I had been racking my brain for a couple weeks trying to think of a great application to make when, all of a sudden, it hit me. I was marveling over the Barcode Scanner application when I suddenly had the idea: What if I combine the device’s camera with OCR?
OCR is the process of turning pictures into text, and once you have raw text, the possibilities are endless. As a simple example, imagine being able take a picture of an address on a brochure and having it immediately displayed on a map. The same idea could also be applied to calling phone numbers, or even translating!
Another technology that could come in to play with this concept is the newly added TTS feature. Now you could have things read out loud to you. Whether you can’t afford to take your eyes off the road, can’t see because you forgot your glasses, or want to make every book a self-reading child book? No problem, just take a quick picture, and the text will be read out loud.
The next step is to do layout analysis on the picture. This tells you things like at (x, y) on the picture, there is z letter/word/block of text. So now you could just hold your phone over a page of text, and have all the instances of the word the highlighted in yellow – finally, that real-life Ctrl+F (find) you’ve always wanted!
Well friends, after about two weeks of development, I finally have a working prototype! I stole about 98% of the code from the ZXing Ocrad, and STLPort (Gears’s fork) projects, but hey, this is open source, and that’s how we roll. Here’s how it works:
- Hold your device over a document. The camera will auto-focus and send the image to Ocrad for processing.
- Once Ocrad has identified some text, it will be returned and displayed on the screen.

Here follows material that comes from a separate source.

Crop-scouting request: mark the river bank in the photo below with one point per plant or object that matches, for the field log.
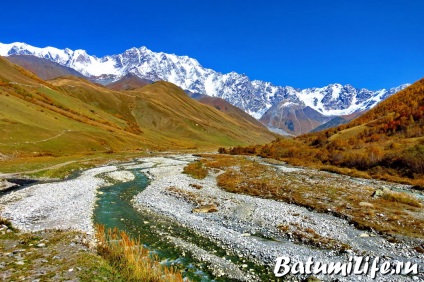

Here is an example of it working on the Domino’s ad that was on my door this afternoon:
Surprisingly, it only took Ocrad took about 200ms to process the entire image on the device. It takes Barcode Sanner about twice as long to process a 2D barcode. Although, I did cheat by using a native processor (Barcode Scanner has the overhead of Java), and mine only has to scan for one type of image (Barcode Scanner scans for many different formats for each picture).
Next, I’m going to get it processing the layout and visually overlaying it somehow on the screen. I have a feeling though that this is going to add a pretty big hit to the performance, but as long as I can keep it at least as good as Barcode Scanner, I think it will be acceptable.
When I have time, I’ll also try to get the code posted on CodePlex for those interested in seeing the exact details of how it was all done.